Le Roi reste immobile, tel un roc face à la marée. Puis, avec une solennité qui pèse sur l'air de la salle, il s’avance vers l’Autel de Verre. Sa main brise le sceau de cire dorée d’un coffret noir dissimulé sous un voile de velours. À l’intérieur repose un cristal d’annonce, une gemme de sang vibrant d'une lueur interne. Silas le saisit. Le Gardien vient de se muer en Chef de Guerre.
— Je convoque la Triade, déclare-t-il, et sa voix porte l'autorité d'une montagne. Ils devront chacun désigner trois disciples issus de leur académie. Pas les plus sages, Seraphis. Pas les plus dociles, ni même les plus loyaux. Je veux les plus puissants. Ceux qui portent l'étincelle sauvage. Même s’ils ne sont pas prêts. Surtout s'ils ne le sont pas.
L’Oracle plisse le front, ses doigts fins se tordant dans ses voiles.
— Sauront-ils faire les bons choix ? La Triade est rongée par ses propres ambitions.
Silas répond sans croiser son regard, les yeux fixés sur le cristal qui s'échauffe dans sa paume :
— Ce sera leur dernière chance de prouver qu’ils méritent de porter la flamme.

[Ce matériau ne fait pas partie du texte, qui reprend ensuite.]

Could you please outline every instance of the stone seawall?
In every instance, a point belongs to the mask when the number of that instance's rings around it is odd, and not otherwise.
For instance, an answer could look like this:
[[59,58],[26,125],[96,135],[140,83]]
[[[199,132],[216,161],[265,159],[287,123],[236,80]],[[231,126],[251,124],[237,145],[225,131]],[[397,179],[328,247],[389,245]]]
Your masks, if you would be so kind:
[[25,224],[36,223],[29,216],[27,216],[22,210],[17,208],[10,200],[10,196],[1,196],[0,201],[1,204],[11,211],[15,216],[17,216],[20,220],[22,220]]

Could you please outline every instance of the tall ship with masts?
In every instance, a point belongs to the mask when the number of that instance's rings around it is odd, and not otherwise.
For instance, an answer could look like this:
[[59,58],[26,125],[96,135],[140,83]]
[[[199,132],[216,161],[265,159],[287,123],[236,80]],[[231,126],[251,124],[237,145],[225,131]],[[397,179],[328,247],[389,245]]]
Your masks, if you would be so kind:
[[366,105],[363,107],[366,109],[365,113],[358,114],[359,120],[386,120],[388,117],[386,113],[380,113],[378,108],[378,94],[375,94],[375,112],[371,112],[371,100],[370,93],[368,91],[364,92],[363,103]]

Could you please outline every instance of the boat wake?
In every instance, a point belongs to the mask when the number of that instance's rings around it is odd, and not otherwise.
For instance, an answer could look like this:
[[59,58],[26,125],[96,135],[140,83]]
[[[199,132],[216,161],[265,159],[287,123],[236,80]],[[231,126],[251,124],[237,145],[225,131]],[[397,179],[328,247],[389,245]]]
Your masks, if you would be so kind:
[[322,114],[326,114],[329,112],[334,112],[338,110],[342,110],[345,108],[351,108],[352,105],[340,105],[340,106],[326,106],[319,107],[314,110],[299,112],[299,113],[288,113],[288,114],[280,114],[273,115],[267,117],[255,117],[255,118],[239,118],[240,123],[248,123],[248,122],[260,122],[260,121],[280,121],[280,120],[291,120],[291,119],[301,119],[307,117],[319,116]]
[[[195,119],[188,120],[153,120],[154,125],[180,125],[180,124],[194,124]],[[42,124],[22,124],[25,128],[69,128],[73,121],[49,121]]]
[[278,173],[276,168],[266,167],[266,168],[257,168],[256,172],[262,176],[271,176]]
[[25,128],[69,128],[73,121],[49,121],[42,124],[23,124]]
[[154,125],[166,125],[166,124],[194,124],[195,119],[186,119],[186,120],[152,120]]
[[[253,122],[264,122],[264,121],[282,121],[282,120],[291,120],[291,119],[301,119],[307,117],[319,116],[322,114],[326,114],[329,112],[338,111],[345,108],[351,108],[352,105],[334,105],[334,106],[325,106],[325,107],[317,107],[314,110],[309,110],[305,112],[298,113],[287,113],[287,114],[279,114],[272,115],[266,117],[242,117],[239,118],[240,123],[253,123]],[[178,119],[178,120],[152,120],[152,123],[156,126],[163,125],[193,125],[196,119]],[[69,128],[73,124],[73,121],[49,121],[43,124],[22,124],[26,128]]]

S'ils échouent dans leur sélection, ils périront avec leurs secrets.
L’Oracle se retire, sa silhouette se fondant dans l'obscurité des piliers. Le Roi reste seul dans l'immensité de la salle des Échos. Il regarde ses mains, ces mains qui ont construit et protégé, et il sent le poids de la couronne devenir une chape de plomb. Une seule pensée traverse son esprit, sombre et inéluctable :
Si Tatsuma s’élève… ce monde ne pourra survivre qu’en le regardant droit dans les yeux, sans ciller. Et je crains que nous ayons oublié comment ne pas baisser le regard.